Apparently another new outed obsession is tracking down how long something I didn't know about was out there being/doing/altered from whatever else I thought I knew.
I found out yesterday that cranberries are seasonal. Did you know this? I guess I did in the knowledge fog that loiters around the back of your brain, but there are other seasonal things that you can actually lay your hands on out of season. Like tomatoes. Or Christmas ornaments. Or a swimsuit.
Not cranberries. The young woman who explained this to me in the store started to take tiny steps backwards when I responded to her answer about cranberries and my inability to get some except from September to December by asking the obsessively odd, personally-affronted question "Since when?"

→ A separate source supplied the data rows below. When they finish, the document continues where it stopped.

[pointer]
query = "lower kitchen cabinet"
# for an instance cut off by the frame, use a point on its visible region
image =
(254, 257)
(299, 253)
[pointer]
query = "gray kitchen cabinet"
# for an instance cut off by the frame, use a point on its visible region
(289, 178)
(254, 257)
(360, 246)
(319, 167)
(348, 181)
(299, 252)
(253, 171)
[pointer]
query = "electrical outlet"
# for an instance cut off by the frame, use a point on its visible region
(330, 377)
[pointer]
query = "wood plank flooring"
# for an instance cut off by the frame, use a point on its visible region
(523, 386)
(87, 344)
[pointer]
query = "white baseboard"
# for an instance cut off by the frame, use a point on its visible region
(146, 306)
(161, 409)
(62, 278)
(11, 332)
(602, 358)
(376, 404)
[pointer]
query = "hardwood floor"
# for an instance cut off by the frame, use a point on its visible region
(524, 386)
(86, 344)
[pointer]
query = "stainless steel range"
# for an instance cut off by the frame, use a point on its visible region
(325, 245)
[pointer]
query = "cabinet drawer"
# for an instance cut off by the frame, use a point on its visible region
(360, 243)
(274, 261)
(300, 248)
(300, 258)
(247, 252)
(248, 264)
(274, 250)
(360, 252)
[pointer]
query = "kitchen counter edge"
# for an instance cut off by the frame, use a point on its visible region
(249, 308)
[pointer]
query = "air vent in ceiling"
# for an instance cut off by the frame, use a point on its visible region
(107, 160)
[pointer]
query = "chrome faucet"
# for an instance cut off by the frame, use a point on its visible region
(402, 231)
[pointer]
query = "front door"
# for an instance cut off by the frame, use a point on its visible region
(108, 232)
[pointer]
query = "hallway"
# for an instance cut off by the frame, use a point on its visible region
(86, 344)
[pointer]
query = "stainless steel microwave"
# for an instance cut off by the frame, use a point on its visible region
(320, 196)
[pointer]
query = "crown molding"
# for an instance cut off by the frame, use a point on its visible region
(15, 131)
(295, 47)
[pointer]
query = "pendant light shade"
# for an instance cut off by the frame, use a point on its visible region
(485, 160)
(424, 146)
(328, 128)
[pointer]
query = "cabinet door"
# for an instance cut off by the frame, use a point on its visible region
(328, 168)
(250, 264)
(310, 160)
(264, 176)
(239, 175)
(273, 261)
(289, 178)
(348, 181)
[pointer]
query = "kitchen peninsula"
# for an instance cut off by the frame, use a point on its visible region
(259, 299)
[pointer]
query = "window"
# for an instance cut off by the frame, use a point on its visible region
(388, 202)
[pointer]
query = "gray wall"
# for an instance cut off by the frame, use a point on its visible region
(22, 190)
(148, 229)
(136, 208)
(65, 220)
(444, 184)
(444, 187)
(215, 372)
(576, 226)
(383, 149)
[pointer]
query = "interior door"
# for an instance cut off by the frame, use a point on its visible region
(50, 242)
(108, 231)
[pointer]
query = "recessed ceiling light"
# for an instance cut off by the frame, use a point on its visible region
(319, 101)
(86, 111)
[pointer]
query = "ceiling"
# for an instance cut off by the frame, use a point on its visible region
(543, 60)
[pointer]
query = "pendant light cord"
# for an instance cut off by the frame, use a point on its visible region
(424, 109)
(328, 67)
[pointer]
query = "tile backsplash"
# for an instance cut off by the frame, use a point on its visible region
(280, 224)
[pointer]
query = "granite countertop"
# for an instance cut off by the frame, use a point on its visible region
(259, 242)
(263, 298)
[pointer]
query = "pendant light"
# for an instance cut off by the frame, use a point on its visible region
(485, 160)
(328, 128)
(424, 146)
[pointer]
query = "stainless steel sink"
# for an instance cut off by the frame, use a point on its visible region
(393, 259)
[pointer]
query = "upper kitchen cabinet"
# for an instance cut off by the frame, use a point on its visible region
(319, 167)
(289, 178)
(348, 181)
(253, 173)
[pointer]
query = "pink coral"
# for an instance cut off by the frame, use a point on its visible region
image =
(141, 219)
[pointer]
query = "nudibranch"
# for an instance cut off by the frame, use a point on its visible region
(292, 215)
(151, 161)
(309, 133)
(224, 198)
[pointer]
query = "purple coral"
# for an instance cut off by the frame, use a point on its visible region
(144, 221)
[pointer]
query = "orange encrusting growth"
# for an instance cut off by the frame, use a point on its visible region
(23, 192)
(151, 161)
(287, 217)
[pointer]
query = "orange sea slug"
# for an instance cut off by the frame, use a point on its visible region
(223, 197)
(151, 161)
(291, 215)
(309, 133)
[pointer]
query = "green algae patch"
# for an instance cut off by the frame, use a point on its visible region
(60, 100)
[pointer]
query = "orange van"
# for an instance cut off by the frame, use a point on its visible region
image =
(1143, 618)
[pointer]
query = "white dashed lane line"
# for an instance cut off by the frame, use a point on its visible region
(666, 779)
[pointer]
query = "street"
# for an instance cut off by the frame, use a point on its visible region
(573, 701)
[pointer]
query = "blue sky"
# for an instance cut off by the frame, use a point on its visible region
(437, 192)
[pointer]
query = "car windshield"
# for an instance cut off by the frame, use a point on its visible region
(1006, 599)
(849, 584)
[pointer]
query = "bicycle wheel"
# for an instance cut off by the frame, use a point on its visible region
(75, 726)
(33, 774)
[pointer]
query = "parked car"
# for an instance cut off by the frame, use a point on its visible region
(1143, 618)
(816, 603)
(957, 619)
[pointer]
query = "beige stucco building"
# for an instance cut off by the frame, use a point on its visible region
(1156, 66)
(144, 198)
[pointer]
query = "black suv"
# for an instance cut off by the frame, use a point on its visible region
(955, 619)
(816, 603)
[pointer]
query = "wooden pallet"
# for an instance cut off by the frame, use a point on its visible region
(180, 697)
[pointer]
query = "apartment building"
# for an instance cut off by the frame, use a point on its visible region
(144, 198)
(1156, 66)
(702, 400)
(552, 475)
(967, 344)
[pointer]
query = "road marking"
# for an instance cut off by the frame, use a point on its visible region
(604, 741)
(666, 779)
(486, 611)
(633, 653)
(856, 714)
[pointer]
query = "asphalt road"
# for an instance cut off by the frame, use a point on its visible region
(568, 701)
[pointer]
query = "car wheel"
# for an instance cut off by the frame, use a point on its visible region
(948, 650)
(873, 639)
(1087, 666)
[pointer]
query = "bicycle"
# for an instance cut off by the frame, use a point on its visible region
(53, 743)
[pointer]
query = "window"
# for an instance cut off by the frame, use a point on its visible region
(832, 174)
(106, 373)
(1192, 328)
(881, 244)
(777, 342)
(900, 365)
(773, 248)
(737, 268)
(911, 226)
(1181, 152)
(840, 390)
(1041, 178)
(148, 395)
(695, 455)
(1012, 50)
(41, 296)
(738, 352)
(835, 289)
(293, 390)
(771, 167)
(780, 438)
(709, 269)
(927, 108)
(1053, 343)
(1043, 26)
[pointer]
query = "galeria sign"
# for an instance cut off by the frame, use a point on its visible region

Honestly, does it matter how long cranberries have not been available except between September and December?
No.
My resistance to change silliness has not lessened, as I have congratulated myself on recently: it has just become a different silliness.
But until I take advantage of the cranberry-induced growth opportunity, it has been deeply satisfactory to me to find out that cranberries are grown in bogs on the eastern seaboard, in Michigan and Minnesota, and in British Columbia. Cold areas, with a short growing season and a harvest in late August, or early September. 95% of cranberries are used for juice.
Those of you who secretly asked the question "what happens to the cranberries that are harvested, but are then diabolically not available to me from the months of January-August?" now can rest assured that the absent cranberries are being put to good use.
And it's been going on for a long, long time.
At the end of the conversation with my friend Joel, having shortened my six-word memoir to two words "Since When?" I decided that I'm going to abandon the obsession to find out how long stuff I didn't know has been out there without my knowledge.
When my sister lets me know what this obsession turns into, I'll let you know.